次にすばる望遠鏡で研究されている、児玉先生の話を伺った。
すばるの話も面白かったが、それ以上に僕が驚いた天文物理のお話を。(マニアックかも?)
今、この宇宙には4つの力のみが存在すると考えられている。
重力、電磁気力、強い相互作用、弱い相互作用、の4つである。
前者二つは無限遠点まで力が及ぶのに対して、後ろ二つの相互作用は、原子核の中でしか作用しない、本当に近い粒子同士に働く力である。

今、宇宙の進化の過程のシミュレーションを行うとする。
このとき、複数の力についての方程式を立てると計算量が膨大になるので大変である。
このとき何の力に注目して計算すればよいだろうか?
もちろん、重力と電磁気力となるが、どちらか、と言われたらどちらを選択するだろうか。

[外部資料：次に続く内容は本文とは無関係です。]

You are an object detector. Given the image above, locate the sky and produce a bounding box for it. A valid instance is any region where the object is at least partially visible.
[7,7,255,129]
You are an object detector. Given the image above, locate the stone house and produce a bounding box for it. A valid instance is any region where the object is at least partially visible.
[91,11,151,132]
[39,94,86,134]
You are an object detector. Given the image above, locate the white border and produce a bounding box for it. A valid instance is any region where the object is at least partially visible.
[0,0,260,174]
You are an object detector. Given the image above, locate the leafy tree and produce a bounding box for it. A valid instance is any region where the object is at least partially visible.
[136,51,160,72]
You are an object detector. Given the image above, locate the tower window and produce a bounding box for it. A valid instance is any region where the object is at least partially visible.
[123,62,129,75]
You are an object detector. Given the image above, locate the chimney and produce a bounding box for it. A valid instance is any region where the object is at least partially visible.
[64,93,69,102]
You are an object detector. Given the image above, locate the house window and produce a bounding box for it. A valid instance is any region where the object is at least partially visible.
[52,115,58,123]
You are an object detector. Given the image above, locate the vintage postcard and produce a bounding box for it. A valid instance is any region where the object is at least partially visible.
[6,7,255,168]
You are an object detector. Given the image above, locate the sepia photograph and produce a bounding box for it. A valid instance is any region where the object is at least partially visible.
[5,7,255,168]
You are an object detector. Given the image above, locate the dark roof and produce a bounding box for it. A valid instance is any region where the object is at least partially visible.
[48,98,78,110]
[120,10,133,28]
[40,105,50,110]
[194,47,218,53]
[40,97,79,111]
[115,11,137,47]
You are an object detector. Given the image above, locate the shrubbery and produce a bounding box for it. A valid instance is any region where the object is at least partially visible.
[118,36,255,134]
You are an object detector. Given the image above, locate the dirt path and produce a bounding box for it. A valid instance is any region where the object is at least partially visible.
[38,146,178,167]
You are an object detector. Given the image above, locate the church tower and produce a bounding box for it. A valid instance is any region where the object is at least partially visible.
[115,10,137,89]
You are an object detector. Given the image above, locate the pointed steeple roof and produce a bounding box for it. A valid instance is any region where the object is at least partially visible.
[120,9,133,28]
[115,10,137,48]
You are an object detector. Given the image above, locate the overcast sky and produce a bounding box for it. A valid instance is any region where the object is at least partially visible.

物理の世界では、重力よりも電磁気力のほうが桁違いに引力の大きさが大きい(引力の式に現れる比例定数が電磁気力のほうがとても大きい)ので、僕は、電磁気力に重点を置くべきではないか、と考えたのであったが、間違えであった。
電磁気力は+と+や-と-の間では斥力を及ぼしあうが、一方+-の間では引力を及ぼしあう。
重力には負の質量というものがない(と考えられる)ので、斥力は存在せず、引力だけを及ぼしあう。
宇宙スケールでの物体の運動を考えるときには、電磁気力の作用は無視できることになる。
なぜなら、+の粒子と-の粒子はほぼ一様に分散していると考えられ、星や銀河同士ではそれらの引力、斥力が打ち消しあい、結局電磁気力がないように見えてしまうからである。
それに対して、重力は打ち消すものが存在しないため、十分離れた、と思えるような銀河からもほかの物体が影響を受ける。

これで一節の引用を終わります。